We could design a sequence of code like the following:
Const
STransfer = 'transfer';
SCheck = 'check';
SCard = 'card';
SCash = 'cash';
SPayMode = 'Pay mode';
SUnknow = 'unknown';
If pago=SCash then
...
If pago=SCheck then
...
If pago=SCard then
...
If pago=STransfer then
...
This would work, and -to be sincere- I wouldn't worry much about it. It's practical. Nevertheless, if we speak of more options (like for example 32 to give a number), it might become a bit uncomfortable and certainly little elegant.

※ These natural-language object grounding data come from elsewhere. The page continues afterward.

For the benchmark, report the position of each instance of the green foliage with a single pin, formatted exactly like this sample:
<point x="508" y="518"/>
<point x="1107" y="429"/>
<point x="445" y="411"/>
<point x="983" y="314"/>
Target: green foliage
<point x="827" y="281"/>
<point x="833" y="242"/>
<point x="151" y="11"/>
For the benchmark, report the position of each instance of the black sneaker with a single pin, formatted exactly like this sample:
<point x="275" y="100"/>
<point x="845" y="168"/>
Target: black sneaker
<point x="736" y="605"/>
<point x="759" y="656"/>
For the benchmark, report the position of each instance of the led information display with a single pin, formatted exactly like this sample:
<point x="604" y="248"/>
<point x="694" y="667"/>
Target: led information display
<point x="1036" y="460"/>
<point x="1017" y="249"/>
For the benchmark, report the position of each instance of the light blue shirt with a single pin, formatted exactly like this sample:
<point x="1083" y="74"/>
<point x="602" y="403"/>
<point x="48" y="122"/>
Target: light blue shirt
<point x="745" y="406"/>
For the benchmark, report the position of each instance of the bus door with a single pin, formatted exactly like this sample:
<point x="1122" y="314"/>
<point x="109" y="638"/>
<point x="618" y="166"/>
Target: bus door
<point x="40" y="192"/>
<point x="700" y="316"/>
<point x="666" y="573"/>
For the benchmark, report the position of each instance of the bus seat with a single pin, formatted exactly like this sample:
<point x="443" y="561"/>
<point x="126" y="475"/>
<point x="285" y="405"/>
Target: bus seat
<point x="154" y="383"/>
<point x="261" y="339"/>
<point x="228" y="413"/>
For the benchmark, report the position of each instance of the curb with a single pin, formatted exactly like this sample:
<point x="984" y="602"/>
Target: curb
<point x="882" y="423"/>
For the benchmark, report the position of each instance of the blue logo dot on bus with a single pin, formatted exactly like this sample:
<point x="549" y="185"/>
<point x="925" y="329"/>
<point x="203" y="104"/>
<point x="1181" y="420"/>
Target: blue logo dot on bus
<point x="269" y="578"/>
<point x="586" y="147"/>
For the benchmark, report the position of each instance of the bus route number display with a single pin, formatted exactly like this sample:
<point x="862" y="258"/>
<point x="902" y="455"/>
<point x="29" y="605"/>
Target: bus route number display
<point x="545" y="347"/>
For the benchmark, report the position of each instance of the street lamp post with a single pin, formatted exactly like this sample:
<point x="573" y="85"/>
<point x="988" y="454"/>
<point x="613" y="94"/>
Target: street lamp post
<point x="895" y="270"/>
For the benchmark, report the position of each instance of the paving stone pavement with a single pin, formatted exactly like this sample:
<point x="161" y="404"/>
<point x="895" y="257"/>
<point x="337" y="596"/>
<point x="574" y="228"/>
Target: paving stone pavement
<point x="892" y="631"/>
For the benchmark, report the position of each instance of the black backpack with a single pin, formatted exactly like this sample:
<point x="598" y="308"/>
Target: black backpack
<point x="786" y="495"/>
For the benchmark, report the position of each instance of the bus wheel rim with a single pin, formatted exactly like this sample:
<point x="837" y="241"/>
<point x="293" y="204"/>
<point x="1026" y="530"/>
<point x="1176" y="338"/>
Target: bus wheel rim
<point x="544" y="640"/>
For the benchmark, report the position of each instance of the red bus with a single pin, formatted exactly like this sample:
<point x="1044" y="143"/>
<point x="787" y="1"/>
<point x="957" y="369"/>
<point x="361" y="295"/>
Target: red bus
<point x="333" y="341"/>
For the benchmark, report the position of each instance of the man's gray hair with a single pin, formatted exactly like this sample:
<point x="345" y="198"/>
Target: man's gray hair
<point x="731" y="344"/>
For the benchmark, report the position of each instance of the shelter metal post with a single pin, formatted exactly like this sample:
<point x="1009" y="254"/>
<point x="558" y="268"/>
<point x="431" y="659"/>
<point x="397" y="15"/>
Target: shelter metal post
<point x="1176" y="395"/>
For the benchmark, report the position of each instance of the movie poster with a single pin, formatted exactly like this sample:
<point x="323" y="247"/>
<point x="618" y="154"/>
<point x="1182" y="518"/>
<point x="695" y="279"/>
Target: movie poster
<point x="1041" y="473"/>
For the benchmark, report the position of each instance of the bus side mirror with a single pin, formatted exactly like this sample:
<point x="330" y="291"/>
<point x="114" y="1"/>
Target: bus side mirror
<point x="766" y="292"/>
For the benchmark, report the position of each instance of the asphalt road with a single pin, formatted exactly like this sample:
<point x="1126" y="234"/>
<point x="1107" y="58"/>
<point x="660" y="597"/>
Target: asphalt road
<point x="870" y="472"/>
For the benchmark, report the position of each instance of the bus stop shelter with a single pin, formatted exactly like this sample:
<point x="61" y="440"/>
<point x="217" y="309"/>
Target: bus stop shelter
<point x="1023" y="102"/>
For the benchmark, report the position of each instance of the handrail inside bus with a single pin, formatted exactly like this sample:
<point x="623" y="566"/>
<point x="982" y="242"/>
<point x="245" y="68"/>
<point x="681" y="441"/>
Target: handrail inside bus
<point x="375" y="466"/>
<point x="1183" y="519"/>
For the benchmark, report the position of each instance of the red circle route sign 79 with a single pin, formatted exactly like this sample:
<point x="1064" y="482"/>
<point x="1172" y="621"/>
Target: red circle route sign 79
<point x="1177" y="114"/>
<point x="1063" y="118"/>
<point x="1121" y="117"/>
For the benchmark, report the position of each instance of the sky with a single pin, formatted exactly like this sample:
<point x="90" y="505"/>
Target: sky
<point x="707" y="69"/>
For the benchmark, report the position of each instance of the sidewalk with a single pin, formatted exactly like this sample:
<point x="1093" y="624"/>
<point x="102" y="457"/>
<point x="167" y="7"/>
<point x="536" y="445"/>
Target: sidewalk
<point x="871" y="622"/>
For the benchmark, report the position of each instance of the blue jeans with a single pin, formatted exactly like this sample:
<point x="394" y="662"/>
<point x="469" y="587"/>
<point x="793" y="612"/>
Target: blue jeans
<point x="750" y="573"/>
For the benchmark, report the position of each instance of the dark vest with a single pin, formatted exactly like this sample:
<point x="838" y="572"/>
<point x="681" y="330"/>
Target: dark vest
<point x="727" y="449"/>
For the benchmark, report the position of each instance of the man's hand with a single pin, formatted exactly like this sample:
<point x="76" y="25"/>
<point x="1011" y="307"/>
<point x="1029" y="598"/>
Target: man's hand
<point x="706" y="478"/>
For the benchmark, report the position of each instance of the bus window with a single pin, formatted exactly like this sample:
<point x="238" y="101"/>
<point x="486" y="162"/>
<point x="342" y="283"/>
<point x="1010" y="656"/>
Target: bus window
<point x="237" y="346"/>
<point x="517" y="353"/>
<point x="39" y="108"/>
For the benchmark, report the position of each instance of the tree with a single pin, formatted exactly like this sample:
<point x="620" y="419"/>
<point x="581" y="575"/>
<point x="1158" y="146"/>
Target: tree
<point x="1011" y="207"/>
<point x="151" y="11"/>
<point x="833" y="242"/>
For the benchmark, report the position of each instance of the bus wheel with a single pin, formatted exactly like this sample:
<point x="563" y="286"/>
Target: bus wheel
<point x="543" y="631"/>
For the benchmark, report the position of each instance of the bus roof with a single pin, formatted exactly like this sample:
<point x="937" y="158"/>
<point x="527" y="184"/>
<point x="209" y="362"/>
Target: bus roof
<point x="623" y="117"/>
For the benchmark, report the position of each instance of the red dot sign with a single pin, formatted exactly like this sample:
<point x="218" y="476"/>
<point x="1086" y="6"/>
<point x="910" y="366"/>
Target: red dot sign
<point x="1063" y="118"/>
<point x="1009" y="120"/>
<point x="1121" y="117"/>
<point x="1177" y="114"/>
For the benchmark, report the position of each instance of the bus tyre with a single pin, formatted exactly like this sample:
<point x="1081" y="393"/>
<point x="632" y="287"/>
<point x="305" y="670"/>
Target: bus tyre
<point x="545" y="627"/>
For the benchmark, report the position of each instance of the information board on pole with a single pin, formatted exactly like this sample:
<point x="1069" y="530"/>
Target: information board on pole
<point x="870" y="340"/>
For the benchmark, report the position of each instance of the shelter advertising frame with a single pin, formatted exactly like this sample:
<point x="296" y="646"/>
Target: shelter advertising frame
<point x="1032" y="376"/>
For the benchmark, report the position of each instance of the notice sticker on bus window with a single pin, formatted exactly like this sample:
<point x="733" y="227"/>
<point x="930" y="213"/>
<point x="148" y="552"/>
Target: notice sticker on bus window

The option of a case is -in this level- unusable, simply because it
requires ordinal types (integers, chars and enumerations). This allows
the case statement to be really efficient (unlike the "Case" of xBase
languages).
Improving the previous example we can go to:
If pago=SCash then
...
else If pago= SCheck then
...
else If pago= SCard then
...
else If pago= STransfer then
...
This change prevents that "n" checkings be done for an equal number of options, but, for the case of the last option -or even worse, the case in which the option be different from the expected ones-, "n" checkings are performed anyway.
The alternatives - order
The order seems to be the way. A sorted list is established and then a binary search is made (divide and conquer). Let us suppose that we have 32 elements: we divide in two sections of 16 elements and select, divide in two of 8 and select, divide in two of 4 and select, divide in two of 2 and select, and we choose the end. Total: 5 decisions (notice the fact that 2 to the 5th power is 32).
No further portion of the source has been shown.